2005年11月17日木曜日

生き腐り



たかが結婚したくらいでヘリコプターが飛んでくれるような人も世の中にはいるが、たとえば僕が死んだとしても蠅の一匹すら飛んではくれぬのではなかろうかと不安になり、飛ぶ蠅を割り箸で摘んでは「おい」「おい」と片っ端から声を掛けてみたものの、全て無視された。蠅は蠅で忙しく、僕のような人間に構っていられるような暇は無いらしい。曰く腐った人間だけがよい人間だよ、と吐き捨てるように飛び去られたので追い掛けながら「性根も脳髄も腐っている、腐りきっているよ、だから。」と懇願に次ぐ懇願を叫び続けて走ってみたが、やはり僕では駄目らしい。

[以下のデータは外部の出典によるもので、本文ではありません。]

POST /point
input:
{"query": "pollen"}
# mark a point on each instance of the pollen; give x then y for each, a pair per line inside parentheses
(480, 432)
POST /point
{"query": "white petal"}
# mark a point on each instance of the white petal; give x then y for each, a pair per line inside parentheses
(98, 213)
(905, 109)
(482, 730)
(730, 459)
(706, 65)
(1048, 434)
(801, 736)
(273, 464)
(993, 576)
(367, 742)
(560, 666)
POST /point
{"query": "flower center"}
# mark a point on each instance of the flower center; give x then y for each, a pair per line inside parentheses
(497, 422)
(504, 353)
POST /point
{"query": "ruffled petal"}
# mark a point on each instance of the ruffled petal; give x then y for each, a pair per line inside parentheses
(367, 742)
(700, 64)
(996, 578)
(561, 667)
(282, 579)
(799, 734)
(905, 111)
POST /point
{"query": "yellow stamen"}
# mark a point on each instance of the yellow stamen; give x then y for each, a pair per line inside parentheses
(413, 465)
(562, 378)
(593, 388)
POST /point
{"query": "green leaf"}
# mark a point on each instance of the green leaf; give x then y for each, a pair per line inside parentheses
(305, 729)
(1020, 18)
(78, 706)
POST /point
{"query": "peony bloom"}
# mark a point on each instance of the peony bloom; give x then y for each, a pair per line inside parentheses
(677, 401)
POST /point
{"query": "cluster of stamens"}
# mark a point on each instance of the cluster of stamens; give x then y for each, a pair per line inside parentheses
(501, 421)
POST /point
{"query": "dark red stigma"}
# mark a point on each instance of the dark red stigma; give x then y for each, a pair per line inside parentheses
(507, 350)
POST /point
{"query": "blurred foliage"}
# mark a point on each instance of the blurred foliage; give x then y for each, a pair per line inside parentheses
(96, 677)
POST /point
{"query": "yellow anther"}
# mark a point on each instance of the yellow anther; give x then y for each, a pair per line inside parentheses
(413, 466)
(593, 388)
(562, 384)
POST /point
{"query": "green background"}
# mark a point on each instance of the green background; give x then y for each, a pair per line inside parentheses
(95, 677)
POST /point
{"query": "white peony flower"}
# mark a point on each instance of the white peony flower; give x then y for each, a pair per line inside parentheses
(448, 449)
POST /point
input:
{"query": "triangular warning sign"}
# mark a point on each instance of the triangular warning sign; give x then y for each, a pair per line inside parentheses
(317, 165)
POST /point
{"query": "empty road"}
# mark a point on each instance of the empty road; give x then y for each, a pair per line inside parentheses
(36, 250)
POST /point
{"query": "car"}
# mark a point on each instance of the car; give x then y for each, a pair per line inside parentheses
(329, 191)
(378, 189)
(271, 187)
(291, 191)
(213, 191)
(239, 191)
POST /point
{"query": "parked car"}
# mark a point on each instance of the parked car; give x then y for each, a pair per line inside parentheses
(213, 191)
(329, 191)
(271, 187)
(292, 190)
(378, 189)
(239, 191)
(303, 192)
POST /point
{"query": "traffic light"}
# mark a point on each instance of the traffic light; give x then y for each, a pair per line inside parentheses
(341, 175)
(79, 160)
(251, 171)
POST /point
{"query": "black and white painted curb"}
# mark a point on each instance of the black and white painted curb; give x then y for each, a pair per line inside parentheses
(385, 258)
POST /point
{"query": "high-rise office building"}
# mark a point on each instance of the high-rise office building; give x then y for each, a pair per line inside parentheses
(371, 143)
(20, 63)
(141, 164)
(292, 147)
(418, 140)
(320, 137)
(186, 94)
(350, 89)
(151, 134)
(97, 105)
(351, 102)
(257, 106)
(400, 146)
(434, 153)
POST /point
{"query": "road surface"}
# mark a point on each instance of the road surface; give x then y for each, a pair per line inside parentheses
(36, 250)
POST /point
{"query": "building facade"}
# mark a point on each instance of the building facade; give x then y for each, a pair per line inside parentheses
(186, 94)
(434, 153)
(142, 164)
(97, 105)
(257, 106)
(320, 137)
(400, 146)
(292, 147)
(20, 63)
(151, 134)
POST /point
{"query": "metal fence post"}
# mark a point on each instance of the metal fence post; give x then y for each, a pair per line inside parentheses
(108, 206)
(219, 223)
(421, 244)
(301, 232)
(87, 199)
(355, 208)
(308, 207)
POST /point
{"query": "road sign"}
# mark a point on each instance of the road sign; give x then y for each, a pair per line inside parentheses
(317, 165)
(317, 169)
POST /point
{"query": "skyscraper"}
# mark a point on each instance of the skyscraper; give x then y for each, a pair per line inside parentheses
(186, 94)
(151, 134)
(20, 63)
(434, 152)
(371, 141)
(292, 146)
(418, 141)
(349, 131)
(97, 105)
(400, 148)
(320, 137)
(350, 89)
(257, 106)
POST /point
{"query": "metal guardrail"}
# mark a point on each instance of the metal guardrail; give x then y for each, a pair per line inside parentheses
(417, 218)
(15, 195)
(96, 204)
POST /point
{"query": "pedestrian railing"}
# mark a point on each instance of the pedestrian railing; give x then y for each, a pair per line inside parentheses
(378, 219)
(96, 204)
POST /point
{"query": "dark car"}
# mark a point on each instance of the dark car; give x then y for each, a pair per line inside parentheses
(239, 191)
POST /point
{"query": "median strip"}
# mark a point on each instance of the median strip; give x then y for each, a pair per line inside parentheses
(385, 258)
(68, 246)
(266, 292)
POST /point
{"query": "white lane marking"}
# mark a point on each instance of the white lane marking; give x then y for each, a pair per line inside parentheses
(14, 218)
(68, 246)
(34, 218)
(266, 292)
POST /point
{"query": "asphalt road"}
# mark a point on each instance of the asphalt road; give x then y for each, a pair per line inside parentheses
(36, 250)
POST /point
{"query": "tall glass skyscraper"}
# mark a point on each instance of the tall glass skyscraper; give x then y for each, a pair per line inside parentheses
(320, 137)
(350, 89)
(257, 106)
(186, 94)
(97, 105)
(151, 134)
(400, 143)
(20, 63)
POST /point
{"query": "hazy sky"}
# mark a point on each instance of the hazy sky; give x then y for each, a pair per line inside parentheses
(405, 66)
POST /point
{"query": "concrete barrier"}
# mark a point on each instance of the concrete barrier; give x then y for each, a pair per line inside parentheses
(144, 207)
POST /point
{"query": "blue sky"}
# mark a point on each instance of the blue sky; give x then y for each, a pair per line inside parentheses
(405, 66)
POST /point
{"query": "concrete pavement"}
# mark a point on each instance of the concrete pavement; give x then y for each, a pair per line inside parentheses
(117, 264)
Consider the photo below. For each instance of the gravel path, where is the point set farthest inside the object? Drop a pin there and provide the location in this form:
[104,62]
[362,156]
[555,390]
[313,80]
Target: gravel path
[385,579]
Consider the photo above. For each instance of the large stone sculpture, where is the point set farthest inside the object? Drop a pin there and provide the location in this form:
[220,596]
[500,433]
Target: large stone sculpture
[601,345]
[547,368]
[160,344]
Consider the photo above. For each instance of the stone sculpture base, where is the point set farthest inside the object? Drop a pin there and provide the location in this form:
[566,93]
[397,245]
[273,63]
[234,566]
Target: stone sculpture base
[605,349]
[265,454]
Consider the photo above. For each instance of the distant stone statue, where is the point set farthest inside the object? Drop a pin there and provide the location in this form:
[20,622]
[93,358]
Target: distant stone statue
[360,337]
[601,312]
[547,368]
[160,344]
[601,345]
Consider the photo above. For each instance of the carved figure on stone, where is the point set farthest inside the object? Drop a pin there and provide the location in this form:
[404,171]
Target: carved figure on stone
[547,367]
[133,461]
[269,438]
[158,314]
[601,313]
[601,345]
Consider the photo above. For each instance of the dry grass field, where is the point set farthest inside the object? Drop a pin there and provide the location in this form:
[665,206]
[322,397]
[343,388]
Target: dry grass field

怨念渦巻く古戦場を真夜中に1人で歩き、怨霊という怨霊に取り憑かれれば、少しは上手い具合に落ち着くのではないかと思うが残念ながら人は死ねばそれまでであり、怨霊などいやしない。そんなものいなくたって、夜が来る度に怯えて小さく丸くなり、朝が来るまで震えている。

けれどもそれは夜の暗さに怯えているのではなく、無論静けさや寒さに怯えているのでもなく、ただ朝が来るのが恐ろしくて、恐ろしくて、それが耐えられないのである。一日分年老いて、一日分馬鹿になり、一日分消えてゆく。

忘れたいことが多すぎて、何を忘れたかったのかすら覚えていられない。ただ何かを思い出す度に、悲鳴と嗚咽が渦巻いて、自分自身が何を頼りに生きているのかを忘れてしまいそうになる。

よくないことばかり思い出してしまう自分が悪いのか、よくない思い出ばかりを作り上げてしまった自分が悪いのか、あるいは自分が悪いのかが解らずに、振り上げた拳を見失う。何を憎めばいいのかがわからない。何を愛し何を排ずべきかというのは、もう随分と前からわかりきっているのだけれど。

例えばこうなれば楽しいだろうな、という事態を何か一つでも胸に抱ければそれだけで生きていけるのではないかと、今更な夢を夢見て賢明に365通りの日常というものを想像してみても全ては恐怖。脳裏が赤く腫れ上がる。

この先ずっと真っ暗闇になってしまうくらいにまぶしい光で全てを見失いたい。
あいにくここには明かりなどなく朝日が差して、一夜が失われた。